What Is Good Test-Retest Reliability?
The magnitude of the correlation (r = .75) in LTR scores after a month seems relatively high compared to other correlations in the behavioral sciences. But is it high enough as a measure of reliability? Unfortunately, there are few standards for judging the minimum acceptable value for test-retest reliability. For example, retest reliability coefficients of r=.70 have been described in the healthcare literature as “acceptable,” “good,” “adequate,” “highly reliable,” and “satisfactory.” An early review of customer satisfaction research on single item scales found typical test-retest reliability between r=.55 to .84.
The reason it’s difficult to understand what’s acceptable or excellent is a function of at least three things:
- The impact of the measure: A college entrance exam has a higher impact than a brand questionnaire and you’d want more reliability.
- The time between measurements: For example, ten minutes versus ten weeks.
- How stable the attribute being measured: Some things will inherently change over time.
Of course, compared to the other two single items used in this analysis (brand attitude and satisfaction with the brand), the likelihood to recommend question exhibited the same or better reliability. So while there are valid concerns about using the NPS as a measure of loyalty, the reliability of the underlying item “How likely are you to recommend the brand to a friend or colleague” asked on an 11-point scale should be of less concern.
When thinking about the reliability of the Net Promoter Score (or any single item measure), consider the following from this analysis of consumer attitudes toward popular brands over time:
- Use test-retest reliability for single items. To measure the reliability of single items, correlate the same person’s responses to the same items after some period of time (called test-retest reliability).
- The Net Promoter Score’s test-retest reliability was relatively high (r=.75) and higher than single measures of satisfaction and brand attitude.
- There’s no standard but r = .75 seems reasonable. There is little consensus on what constitutes “adequate” or “good” reliability, but a correlation of r=.75 certainly places it as high as many other measures in the literature.
- Likelihood to recommend isn’t static. People’s attitude toward a brand isn’t fixed. Some amount of change is expected (from news events or direct experiences with the brand).

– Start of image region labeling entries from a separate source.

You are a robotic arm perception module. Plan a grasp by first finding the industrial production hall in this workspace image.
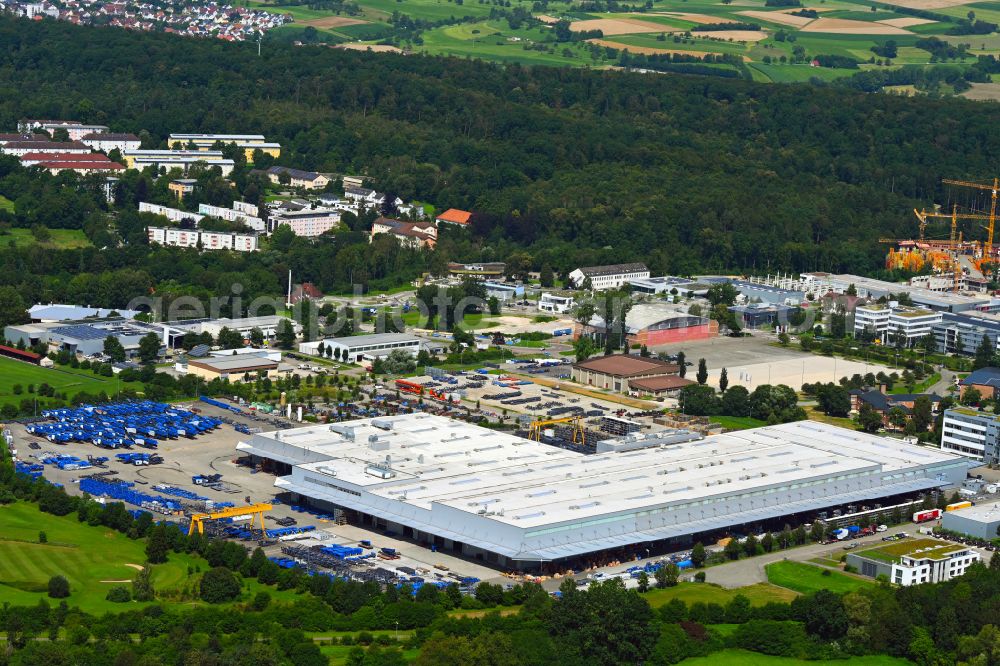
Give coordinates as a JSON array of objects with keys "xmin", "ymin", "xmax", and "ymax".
[{"xmin": 237, "ymin": 413, "xmax": 969, "ymax": 569}]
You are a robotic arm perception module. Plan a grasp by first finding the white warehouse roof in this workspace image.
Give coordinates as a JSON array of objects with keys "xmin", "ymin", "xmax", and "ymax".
[{"xmin": 237, "ymin": 414, "xmax": 967, "ymax": 561}]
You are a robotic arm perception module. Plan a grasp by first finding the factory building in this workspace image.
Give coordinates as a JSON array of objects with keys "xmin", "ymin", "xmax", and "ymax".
[
  {"xmin": 572, "ymin": 354, "xmax": 680, "ymax": 393},
  {"xmin": 175, "ymin": 352, "xmax": 278, "ymax": 382},
  {"xmin": 573, "ymin": 303, "xmax": 719, "ymax": 347},
  {"xmin": 941, "ymin": 504, "xmax": 1000, "ymax": 536},
  {"xmin": 569, "ymin": 264, "xmax": 649, "ymax": 291},
  {"xmin": 236, "ymin": 413, "xmax": 968, "ymax": 568},
  {"xmin": 299, "ymin": 333, "xmax": 423, "ymax": 363}
]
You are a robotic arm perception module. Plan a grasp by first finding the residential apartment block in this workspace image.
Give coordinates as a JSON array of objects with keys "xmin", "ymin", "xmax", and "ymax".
[
  {"xmin": 941, "ymin": 407, "xmax": 1000, "ymax": 464},
  {"xmin": 147, "ymin": 227, "xmax": 258, "ymax": 252}
]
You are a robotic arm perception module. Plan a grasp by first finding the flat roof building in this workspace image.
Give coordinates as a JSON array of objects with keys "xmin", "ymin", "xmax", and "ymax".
[
  {"xmin": 572, "ymin": 354, "xmax": 679, "ymax": 393},
  {"xmin": 847, "ymin": 539, "xmax": 980, "ymax": 586},
  {"xmin": 569, "ymin": 263, "xmax": 649, "ymax": 291},
  {"xmin": 941, "ymin": 503, "xmax": 1000, "ymax": 540},
  {"xmin": 236, "ymin": 413, "xmax": 968, "ymax": 568},
  {"xmin": 299, "ymin": 333, "xmax": 423, "ymax": 363},
  {"xmin": 177, "ymin": 353, "xmax": 278, "ymax": 382}
]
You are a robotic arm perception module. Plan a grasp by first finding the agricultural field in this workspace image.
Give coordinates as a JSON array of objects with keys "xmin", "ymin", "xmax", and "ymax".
[
  {"xmin": 766, "ymin": 561, "xmax": 875, "ymax": 594},
  {"xmin": 0, "ymin": 357, "xmax": 142, "ymax": 409},
  {"xmin": 256, "ymin": 0, "xmax": 1000, "ymax": 86}
]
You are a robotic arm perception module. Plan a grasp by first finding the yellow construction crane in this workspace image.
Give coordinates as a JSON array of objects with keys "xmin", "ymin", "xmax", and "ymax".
[
  {"xmin": 188, "ymin": 504, "xmax": 274, "ymax": 536},
  {"xmin": 913, "ymin": 206, "xmax": 990, "ymax": 245},
  {"xmin": 528, "ymin": 416, "xmax": 587, "ymax": 446},
  {"xmin": 941, "ymin": 178, "xmax": 1000, "ymax": 257}
]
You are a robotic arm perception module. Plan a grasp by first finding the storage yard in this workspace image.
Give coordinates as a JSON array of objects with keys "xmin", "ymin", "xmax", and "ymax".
[{"xmin": 11, "ymin": 389, "xmax": 967, "ymax": 585}]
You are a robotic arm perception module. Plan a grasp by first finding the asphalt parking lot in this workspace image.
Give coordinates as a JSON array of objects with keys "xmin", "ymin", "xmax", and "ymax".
[{"xmin": 11, "ymin": 403, "xmax": 505, "ymax": 581}]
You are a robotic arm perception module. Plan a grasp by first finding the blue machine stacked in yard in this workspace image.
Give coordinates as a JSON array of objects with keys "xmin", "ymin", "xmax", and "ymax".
[
  {"xmin": 80, "ymin": 478, "xmax": 182, "ymax": 514},
  {"xmin": 26, "ymin": 400, "xmax": 221, "ymax": 449}
]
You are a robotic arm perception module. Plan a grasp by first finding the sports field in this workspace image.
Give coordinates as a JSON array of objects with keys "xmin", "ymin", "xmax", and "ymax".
[
  {"xmin": 765, "ymin": 561, "xmax": 875, "ymax": 594},
  {"xmin": 0, "ymin": 357, "xmax": 142, "ymax": 405}
]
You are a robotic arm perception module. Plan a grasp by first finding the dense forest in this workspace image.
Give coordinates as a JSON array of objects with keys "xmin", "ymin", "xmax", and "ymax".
[{"xmin": 0, "ymin": 18, "xmax": 1000, "ymax": 302}]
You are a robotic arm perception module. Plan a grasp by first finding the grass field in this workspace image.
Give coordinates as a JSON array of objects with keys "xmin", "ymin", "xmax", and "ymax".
[
  {"xmin": 680, "ymin": 649, "xmax": 913, "ymax": 666},
  {"xmin": 0, "ymin": 502, "xmax": 195, "ymax": 612},
  {"xmin": 766, "ymin": 561, "xmax": 875, "ymax": 594},
  {"xmin": 248, "ymin": 0, "xmax": 984, "ymax": 87},
  {"xmin": 708, "ymin": 416, "xmax": 767, "ymax": 430},
  {"xmin": 0, "ymin": 357, "xmax": 142, "ymax": 406},
  {"xmin": 0, "ymin": 228, "xmax": 90, "ymax": 250},
  {"xmin": 0, "ymin": 502, "xmax": 297, "ymax": 613},
  {"xmin": 643, "ymin": 583, "xmax": 798, "ymax": 608}
]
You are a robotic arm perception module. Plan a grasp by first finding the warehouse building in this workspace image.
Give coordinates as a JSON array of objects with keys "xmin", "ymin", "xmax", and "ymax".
[
  {"xmin": 941, "ymin": 504, "xmax": 1000, "ymax": 536},
  {"xmin": 573, "ymin": 303, "xmax": 719, "ymax": 347},
  {"xmin": 4, "ymin": 317, "xmax": 162, "ymax": 356},
  {"xmin": 175, "ymin": 353, "xmax": 278, "ymax": 382},
  {"xmin": 236, "ymin": 413, "xmax": 967, "ymax": 568},
  {"xmin": 572, "ymin": 354, "xmax": 680, "ymax": 393},
  {"xmin": 299, "ymin": 333, "xmax": 422, "ymax": 363},
  {"xmin": 569, "ymin": 264, "xmax": 649, "ymax": 291}
]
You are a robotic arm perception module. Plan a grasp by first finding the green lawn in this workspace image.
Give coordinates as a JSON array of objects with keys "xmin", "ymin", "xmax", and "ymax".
[
  {"xmin": 708, "ymin": 416, "xmax": 767, "ymax": 430},
  {"xmin": 680, "ymin": 649, "xmax": 913, "ymax": 666},
  {"xmin": 765, "ymin": 560, "xmax": 875, "ymax": 594},
  {"xmin": 889, "ymin": 372, "xmax": 941, "ymax": 394},
  {"xmin": 643, "ymin": 583, "xmax": 796, "ymax": 608},
  {"xmin": 0, "ymin": 357, "xmax": 142, "ymax": 408},
  {"xmin": 0, "ymin": 502, "xmax": 304, "ymax": 613},
  {"xmin": 0, "ymin": 228, "xmax": 90, "ymax": 250}
]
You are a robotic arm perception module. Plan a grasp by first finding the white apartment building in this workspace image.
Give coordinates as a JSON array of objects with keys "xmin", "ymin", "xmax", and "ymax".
[
  {"xmin": 198, "ymin": 201, "xmax": 265, "ymax": 232},
  {"xmin": 941, "ymin": 407, "xmax": 1000, "ymax": 463},
  {"xmin": 139, "ymin": 201, "xmax": 205, "ymax": 223},
  {"xmin": 147, "ymin": 227, "xmax": 258, "ymax": 252},
  {"xmin": 847, "ymin": 539, "xmax": 980, "ymax": 586},
  {"xmin": 538, "ymin": 293, "xmax": 576, "ymax": 314},
  {"xmin": 569, "ymin": 264, "xmax": 649, "ymax": 291},
  {"xmin": 17, "ymin": 120, "xmax": 108, "ymax": 141},
  {"xmin": 269, "ymin": 208, "xmax": 340, "ymax": 238},
  {"xmin": 80, "ymin": 132, "xmax": 142, "ymax": 153},
  {"xmin": 854, "ymin": 301, "xmax": 941, "ymax": 347}
]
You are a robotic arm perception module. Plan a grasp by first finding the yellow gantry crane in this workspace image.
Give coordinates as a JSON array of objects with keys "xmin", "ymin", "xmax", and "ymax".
[
  {"xmin": 188, "ymin": 504, "xmax": 274, "ymax": 536},
  {"xmin": 941, "ymin": 178, "xmax": 1000, "ymax": 257},
  {"xmin": 528, "ymin": 416, "xmax": 587, "ymax": 446}
]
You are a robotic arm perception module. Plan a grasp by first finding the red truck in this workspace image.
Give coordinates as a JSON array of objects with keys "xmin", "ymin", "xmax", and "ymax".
[{"xmin": 913, "ymin": 509, "xmax": 942, "ymax": 523}]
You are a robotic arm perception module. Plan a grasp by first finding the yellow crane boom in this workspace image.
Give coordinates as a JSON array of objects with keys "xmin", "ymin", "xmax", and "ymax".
[
  {"xmin": 188, "ymin": 504, "xmax": 274, "ymax": 536},
  {"xmin": 528, "ymin": 416, "xmax": 587, "ymax": 446},
  {"xmin": 941, "ymin": 178, "xmax": 1000, "ymax": 257}
]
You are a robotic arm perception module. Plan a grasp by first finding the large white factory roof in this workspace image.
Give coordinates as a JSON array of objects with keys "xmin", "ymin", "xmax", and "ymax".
[{"xmin": 237, "ymin": 414, "xmax": 966, "ymax": 557}]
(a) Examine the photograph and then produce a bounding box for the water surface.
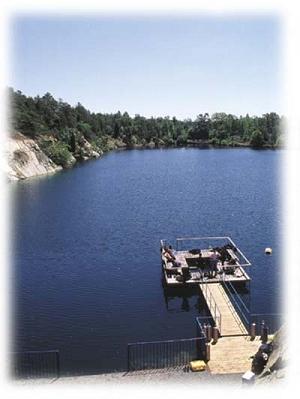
[11,149,282,374]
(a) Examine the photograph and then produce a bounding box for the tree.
[250,129,264,148]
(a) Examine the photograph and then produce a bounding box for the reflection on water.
[10,149,280,374]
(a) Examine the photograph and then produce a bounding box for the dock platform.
[161,237,251,287]
[199,283,248,336]
[199,283,261,374]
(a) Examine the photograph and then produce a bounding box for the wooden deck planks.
[208,337,261,374]
[199,283,247,336]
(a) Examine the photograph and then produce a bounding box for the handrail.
[200,283,222,334]
[176,236,251,266]
[221,282,249,334]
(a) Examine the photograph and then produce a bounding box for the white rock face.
[4,133,62,180]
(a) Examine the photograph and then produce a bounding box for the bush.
[41,140,73,168]
[250,129,264,147]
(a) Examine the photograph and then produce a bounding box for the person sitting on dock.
[209,250,220,278]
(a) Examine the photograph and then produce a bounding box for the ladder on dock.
[199,283,248,337]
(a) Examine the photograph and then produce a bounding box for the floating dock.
[199,283,248,337]
[161,237,251,287]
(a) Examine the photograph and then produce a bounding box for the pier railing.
[200,284,222,335]
[11,350,60,379]
[223,281,250,335]
[127,335,206,372]
[248,313,284,335]
[173,237,251,267]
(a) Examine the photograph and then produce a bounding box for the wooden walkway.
[208,336,261,374]
[199,283,248,336]
[200,283,261,374]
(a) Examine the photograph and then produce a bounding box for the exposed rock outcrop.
[256,326,288,384]
[5,133,62,180]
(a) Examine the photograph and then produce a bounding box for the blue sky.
[9,14,282,119]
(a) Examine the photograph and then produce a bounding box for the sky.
[9,14,282,119]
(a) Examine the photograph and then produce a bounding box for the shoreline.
[5,140,284,182]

The generally small differences in LTR scores and high correlation were, therefore, encouraging after one month of time.
- The average difference in mean LTR scores differed by only 1.2%. The difference was not statistically significant and actually lower than satisfaction with the brand and the same as brand attitude. Differences within brands varied by as much as 30%, but the samples used by brand were smaller and only one brand LTR scores (American Express) statistically changed.
- A future analysis can compare the single LTR item to a multi-item measure of loyalty and compare the reliability and examine the consequences of using the top-two box minus bottom six box scoring services.